TEMPO.CO, Jakarta - Ustad Yusuf Mansur dikenal sebagai dai kondang yang mempunyai banyak bisnis. Sebelum menjadi ustad yang sukses dalam berbagai bisnisnya, ia mengalami jatuh-bangun. Bahkan, dia sempat merasakan dinginnya lantai penjara.
Perjalanan bisnis Yusuf Mansur dimulai pada 1996. Saat itu, dia terjun di bisnis informatika. Bisnis itu kemudian gagal dan menyebabkan ia terlilit utang berjumlah miliaran rupiah. Gara-gara utang itu, dia harus mendekam di penjara selama dua bulan.
Setelah bebas, Yusuf Mansur kembali mencoba berbisnis tapi gagal dan terlilit utang lagi. Dia kembali masuk bui pada 1998. Selepas dari penjara, Yusuf kemudian berjualan es di Terminal Kalideres.
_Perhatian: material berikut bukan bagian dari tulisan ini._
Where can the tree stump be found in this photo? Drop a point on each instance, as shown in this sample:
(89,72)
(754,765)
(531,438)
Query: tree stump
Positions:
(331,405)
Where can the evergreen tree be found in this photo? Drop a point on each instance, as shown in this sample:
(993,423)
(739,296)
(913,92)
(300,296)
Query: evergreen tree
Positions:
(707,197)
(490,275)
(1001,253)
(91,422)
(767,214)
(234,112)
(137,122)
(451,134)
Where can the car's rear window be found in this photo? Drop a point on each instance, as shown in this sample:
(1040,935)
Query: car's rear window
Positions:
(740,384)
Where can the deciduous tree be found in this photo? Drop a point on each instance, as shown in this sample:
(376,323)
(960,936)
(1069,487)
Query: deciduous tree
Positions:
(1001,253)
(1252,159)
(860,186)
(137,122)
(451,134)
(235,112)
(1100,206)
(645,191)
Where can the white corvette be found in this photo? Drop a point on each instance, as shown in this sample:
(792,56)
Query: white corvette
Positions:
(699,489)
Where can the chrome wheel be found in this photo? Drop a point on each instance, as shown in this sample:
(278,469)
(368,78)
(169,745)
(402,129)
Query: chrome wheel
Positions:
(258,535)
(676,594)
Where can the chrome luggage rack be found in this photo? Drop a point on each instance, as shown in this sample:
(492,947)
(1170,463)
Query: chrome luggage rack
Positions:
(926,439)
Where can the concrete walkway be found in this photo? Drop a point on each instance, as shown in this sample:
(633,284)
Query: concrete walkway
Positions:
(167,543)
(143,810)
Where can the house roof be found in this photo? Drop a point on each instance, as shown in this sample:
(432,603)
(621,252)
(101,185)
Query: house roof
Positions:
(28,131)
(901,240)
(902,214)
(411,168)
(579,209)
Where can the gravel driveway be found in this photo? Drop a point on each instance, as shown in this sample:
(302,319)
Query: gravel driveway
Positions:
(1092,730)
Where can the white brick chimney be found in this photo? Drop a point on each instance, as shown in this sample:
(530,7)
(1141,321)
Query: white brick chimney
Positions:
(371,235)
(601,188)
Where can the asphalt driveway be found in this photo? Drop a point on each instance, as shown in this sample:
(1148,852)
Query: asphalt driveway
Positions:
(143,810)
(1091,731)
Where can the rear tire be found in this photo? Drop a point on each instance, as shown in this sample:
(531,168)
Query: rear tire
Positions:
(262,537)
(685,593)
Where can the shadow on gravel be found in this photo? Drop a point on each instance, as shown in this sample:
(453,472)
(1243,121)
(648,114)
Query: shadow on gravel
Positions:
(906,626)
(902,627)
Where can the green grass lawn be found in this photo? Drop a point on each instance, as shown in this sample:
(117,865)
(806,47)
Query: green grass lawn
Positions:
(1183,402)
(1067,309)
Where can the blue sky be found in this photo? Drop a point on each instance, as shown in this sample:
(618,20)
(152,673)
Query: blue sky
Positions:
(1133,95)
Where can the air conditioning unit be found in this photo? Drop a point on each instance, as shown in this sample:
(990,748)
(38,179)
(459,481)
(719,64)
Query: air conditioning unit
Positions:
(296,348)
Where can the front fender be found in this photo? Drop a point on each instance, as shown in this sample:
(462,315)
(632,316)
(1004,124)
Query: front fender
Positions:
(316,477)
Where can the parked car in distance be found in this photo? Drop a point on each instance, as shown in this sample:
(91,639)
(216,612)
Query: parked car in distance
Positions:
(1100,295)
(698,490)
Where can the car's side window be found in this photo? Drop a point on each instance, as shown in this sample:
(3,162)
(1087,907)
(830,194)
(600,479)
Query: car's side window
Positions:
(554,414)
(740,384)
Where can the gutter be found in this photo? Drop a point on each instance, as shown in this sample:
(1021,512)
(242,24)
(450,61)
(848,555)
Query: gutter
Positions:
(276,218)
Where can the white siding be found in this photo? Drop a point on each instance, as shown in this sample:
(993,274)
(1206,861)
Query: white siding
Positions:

Bisnis itu kemudian berkembang, hingga dia memiliki anak buah.
Nama Yusuf mulai dikenal pada 2000-an. Sejak saat itu, ia mulai mengembangkan usaha hotel, koperasi, hingga teknologi finansial. Bisnis teknologi finansial mulai dikembangkan pada 2013, yang diberi nama PT PayTren Asset Management. Sebelumnya, bernama PT Veritra Sentosa Internasional.
Yusuf mendirikan PT Veritra Internasional pada 10 Juli 2013, dan mendapat pengesahan dari Direktorat Jenderal Administrasi Hukum Umum, 31 Juli 2013. Pada awalnya, PT Veritra Internasional menyediakan layanan jasa keuangan dengan nama Virtual Payment atau V-Pay. PT Veritra Internasionalmenyediakan jasa pembelian pulsa, token listrik, dan sebagainya melalui gawai. Untuk mendaftar, pelanggan, yang kemudian disebut mitra, harus membayar Rp 275 ribu.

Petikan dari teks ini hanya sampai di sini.